Долинскому было уже за пятьдесят лет, но черная кучерявая голова его не поседела и не облысела, только виски чуть посерели. Он поглядел из-под густых черных бровей на Кельина, чуть только тот показался в дверях, и уже больше не спускал с него взгляда своих упрямых глаз, обвиняющих, неумолимых и в то же время немножко удивленных, словно он не мог понять, как это работник его завода позволил себе сделать что-то не так, как надлежало сделать. Было нелегко идти навстречу этому взгляду.
— Садитесь, — промолвил он, показывая на кресло и продолжая исподлобья смотреть на инженера очень серьезно, без усмешки.
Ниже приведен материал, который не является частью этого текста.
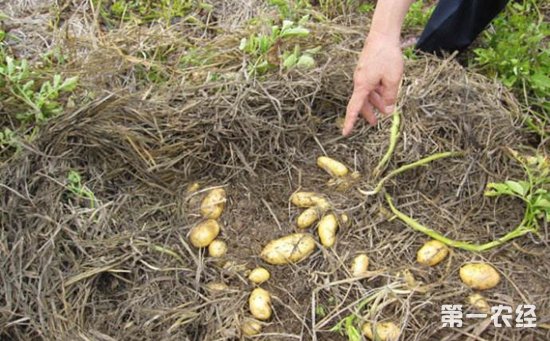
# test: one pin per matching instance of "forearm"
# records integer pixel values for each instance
(388, 18)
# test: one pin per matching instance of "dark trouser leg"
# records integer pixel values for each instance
(454, 24)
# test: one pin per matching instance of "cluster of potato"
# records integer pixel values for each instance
(480, 276)
(342, 179)
(205, 233)
(296, 247)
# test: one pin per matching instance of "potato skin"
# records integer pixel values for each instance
(289, 249)
(479, 302)
(309, 199)
(333, 167)
(259, 275)
(251, 327)
(432, 253)
(218, 248)
(385, 331)
(327, 230)
(480, 276)
(307, 217)
(204, 233)
(359, 265)
(260, 304)
(213, 203)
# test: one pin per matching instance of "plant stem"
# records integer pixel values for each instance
(406, 167)
(519, 231)
(394, 136)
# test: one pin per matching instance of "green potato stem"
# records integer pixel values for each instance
(519, 231)
(394, 136)
(409, 166)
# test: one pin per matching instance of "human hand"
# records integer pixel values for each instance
(375, 80)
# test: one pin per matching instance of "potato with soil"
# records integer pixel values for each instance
(309, 199)
(333, 167)
(479, 303)
(251, 327)
(218, 248)
(259, 275)
(432, 253)
(289, 249)
(383, 331)
(327, 230)
(308, 217)
(213, 203)
(359, 265)
(480, 276)
(260, 304)
(204, 233)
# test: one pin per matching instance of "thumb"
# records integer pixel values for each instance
(352, 111)
(389, 95)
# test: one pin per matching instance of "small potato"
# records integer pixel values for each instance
(192, 188)
(479, 276)
(333, 167)
(251, 327)
(259, 275)
(309, 199)
(216, 286)
(218, 248)
(327, 230)
(344, 220)
(384, 331)
(213, 203)
(359, 265)
(432, 253)
(260, 304)
(204, 233)
(479, 302)
(307, 217)
(290, 249)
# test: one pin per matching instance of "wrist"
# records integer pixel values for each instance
(386, 37)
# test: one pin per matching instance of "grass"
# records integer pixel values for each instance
(30, 95)
(515, 50)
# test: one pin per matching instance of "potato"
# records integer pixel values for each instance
(359, 265)
(192, 188)
(290, 249)
(204, 233)
(260, 304)
(432, 253)
(479, 276)
(333, 167)
(479, 302)
(216, 286)
(309, 199)
(344, 220)
(217, 248)
(307, 217)
(213, 203)
(259, 275)
(327, 230)
(251, 327)
(384, 331)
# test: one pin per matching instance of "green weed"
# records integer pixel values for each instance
(75, 186)
(418, 15)
(516, 51)
(263, 48)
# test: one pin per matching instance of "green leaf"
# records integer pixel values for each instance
(69, 84)
(290, 61)
(306, 62)
(517, 187)
(295, 32)
(243, 44)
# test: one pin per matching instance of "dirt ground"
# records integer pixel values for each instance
(123, 268)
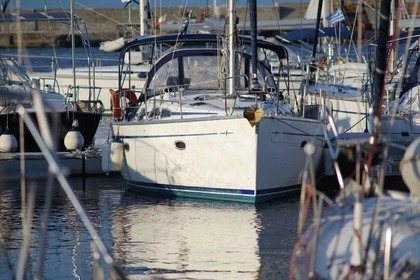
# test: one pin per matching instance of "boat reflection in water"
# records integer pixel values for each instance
(150, 237)
(185, 239)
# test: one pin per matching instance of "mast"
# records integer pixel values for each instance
(73, 47)
(255, 85)
(232, 52)
(381, 60)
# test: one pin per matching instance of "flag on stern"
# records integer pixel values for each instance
(336, 16)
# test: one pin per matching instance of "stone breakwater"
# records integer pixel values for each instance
(109, 24)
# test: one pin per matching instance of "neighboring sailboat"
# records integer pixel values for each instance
(17, 89)
(206, 127)
(368, 233)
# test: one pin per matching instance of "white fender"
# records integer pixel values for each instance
(117, 153)
(8, 143)
(74, 140)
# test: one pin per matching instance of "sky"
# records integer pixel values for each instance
(65, 4)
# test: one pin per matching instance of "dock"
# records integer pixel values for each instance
(34, 165)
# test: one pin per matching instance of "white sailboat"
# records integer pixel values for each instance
(206, 127)
(368, 233)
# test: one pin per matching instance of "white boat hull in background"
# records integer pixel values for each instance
(112, 46)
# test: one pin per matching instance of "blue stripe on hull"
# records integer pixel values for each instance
(241, 195)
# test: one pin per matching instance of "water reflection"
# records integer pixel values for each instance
(155, 238)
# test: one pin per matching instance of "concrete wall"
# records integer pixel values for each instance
(105, 24)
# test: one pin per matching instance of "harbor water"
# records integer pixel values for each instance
(148, 237)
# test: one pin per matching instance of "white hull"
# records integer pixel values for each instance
(224, 157)
(393, 230)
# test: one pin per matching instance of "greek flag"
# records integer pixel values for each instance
(336, 16)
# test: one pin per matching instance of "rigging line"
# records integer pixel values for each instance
(322, 139)
(51, 37)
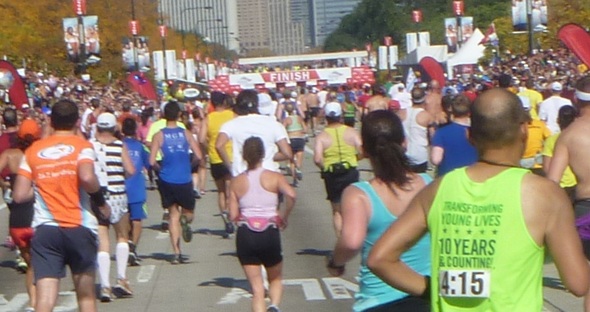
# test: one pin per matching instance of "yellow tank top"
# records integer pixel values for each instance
(215, 121)
(339, 151)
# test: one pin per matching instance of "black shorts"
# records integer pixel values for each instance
(55, 247)
(219, 171)
(256, 248)
(336, 183)
(179, 194)
(297, 144)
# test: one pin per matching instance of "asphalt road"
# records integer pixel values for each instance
(213, 280)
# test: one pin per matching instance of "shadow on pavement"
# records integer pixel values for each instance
(553, 282)
(313, 252)
(228, 282)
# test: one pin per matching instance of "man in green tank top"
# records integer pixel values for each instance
(489, 224)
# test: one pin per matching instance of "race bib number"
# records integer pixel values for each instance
(464, 283)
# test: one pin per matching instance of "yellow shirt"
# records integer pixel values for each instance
(535, 99)
(214, 122)
(538, 133)
(568, 179)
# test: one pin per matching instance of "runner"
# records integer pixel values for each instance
(496, 265)
(368, 208)
(135, 185)
(253, 205)
(64, 222)
(336, 152)
(175, 173)
(111, 165)
(21, 215)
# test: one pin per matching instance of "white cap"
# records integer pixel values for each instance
(333, 109)
(106, 120)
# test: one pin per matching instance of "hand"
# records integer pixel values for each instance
(105, 211)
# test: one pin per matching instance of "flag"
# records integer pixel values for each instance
(490, 36)
(410, 80)
(577, 40)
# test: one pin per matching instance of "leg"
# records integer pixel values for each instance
(84, 284)
(47, 290)
(275, 281)
(337, 218)
(254, 277)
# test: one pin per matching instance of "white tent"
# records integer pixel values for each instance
(438, 52)
(470, 52)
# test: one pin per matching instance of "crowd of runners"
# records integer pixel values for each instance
(81, 157)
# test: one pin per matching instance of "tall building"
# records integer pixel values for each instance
(267, 25)
(215, 20)
(326, 16)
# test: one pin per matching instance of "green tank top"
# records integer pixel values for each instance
(295, 124)
(339, 151)
(483, 256)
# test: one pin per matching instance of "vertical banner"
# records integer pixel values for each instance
(466, 27)
(393, 56)
(451, 34)
(72, 38)
(171, 64)
(423, 39)
(382, 56)
(411, 42)
(158, 57)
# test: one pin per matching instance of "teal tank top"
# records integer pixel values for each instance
(373, 291)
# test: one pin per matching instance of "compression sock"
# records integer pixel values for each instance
(122, 257)
(104, 268)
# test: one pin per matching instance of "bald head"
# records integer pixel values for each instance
(583, 92)
(496, 116)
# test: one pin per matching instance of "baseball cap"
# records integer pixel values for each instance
(106, 120)
(333, 109)
(29, 126)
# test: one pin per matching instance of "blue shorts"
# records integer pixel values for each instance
(137, 211)
(55, 247)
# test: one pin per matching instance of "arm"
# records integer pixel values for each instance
(155, 148)
(222, 140)
(285, 152)
(355, 218)
(127, 163)
(384, 258)
(436, 155)
(559, 162)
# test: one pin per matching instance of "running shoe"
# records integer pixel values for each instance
(165, 218)
(187, 232)
(106, 295)
(122, 289)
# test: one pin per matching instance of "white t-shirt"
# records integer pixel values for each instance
(549, 110)
(239, 129)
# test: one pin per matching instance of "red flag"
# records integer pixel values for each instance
(142, 85)
(17, 92)
(577, 40)
(433, 69)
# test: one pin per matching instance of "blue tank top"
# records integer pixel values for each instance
(176, 165)
(373, 291)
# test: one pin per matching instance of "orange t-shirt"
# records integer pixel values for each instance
(52, 164)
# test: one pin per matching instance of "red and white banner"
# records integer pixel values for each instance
(163, 30)
(134, 27)
(458, 8)
(417, 16)
(79, 7)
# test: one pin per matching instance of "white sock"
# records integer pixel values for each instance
(122, 256)
(104, 267)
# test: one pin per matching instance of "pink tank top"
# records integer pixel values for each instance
(258, 202)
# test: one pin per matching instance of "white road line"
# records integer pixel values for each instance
(145, 273)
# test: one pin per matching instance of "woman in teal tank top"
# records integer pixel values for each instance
(370, 207)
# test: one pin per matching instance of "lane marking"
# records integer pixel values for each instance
(145, 273)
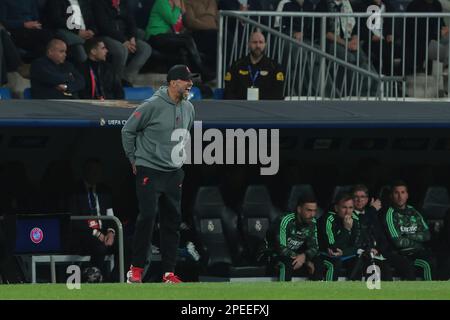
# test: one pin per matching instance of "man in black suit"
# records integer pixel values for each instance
(52, 77)
(102, 81)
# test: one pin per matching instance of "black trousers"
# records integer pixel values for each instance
(407, 266)
(285, 271)
(158, 191)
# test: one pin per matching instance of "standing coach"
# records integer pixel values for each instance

Все здесь было серьезно, тяжеловесно, просто и не допускало никакого легкомыслия. Большие пролеты окон, с прямыми спинками, по-деловому глядевшие стулья, ровный прямоугольник, тяжелого, приземистого стола, прямоугольники карт и диаграмм на стенах — ничего лишнего, никаких украшений. И негромкий, настойчивый голос директора:
— Неизвестно, что было бы, если б Матвеев не подумал за вас, не помог бы вам. Защелок было в обрез. Опоздание еще на час — и сборка задержалась бы.
Задержалась бы сборка боевых машин, — повторил Долинский с ударением, очень четко, — сборка пушек, которых ждет от нас фронт. Это недопустимо, это преступно.
Он помолчал, все не спуская взгляда своих беспощадных глаз с Кельина, который, не выдержав, опустил голову.
Затем он продолжал:
— Матвеев умеет думать не только за свой цех, но и за другие цеха. Он своевременно бьет тревогу и подтягивает отстающих. Но для этого, для такой работы надо быть Матвеевым. От вас я требую, чтобы вы научились как следует думать только за свой цех. Можете идти.
Так он поставил точную дистанцию между Кельиным и Матвеевым.
Когда Кельин шел вечером от огней завода к огням поселка, путь в гору казался ему невыразимо утомительным, словно впервые он заметил его крутизну. Он вырван из привычных ленинградских условий, из привычного круга людей, для которых он был не просто какой-то провинившийся инженер, а человек, которого любили или не любили, но к которому относились по-живому. А тут… Мыслей таких не было, было только ощущение, которое можно было выразить именно так и которому не хотел уступить Кельин. Ему было очень скверно.
Дочь, выше его чуть ли не на голову, краснощекая, очень похожая на мать, отворив дверь, объявила так, словно случилось непредвиденное несчастье:
— А у нас гости.
Такая уж у нее манера — даже тогда, когда она была рада случившемуся. Отвратительная манера.
Гостьей оказалась Анна Павловна Шервинцева, Аня. Она поднялась навстречу и, поздоровавшись, сразу же заговорила:
— Я вас уж решила дождаться. Я сегодня чуть не замерзла. Как приятно видеть земляка! У нас в деревне весь интернат ленинградский. Если я устроюсь в городе, то, может быть, Валю оставлю в интернате. Я вам так завидую. Вы уже на своем месте, а я путаюсь, мучаюсь. Так хочется работать по своей специальности, для войны, для фронта… Какая морозюга сегодня…
Она говорила сразу обо всем, и все это дышало таким оживлением и надеждой, каких совершенно не испытывал сейчас Кельин. Все сейчас ему представлялось в самых мрачных красках.
— Как вы думаете — можно мне устроиться на завод? Удастся?
Он чувствовал себя бессильным помочь ей.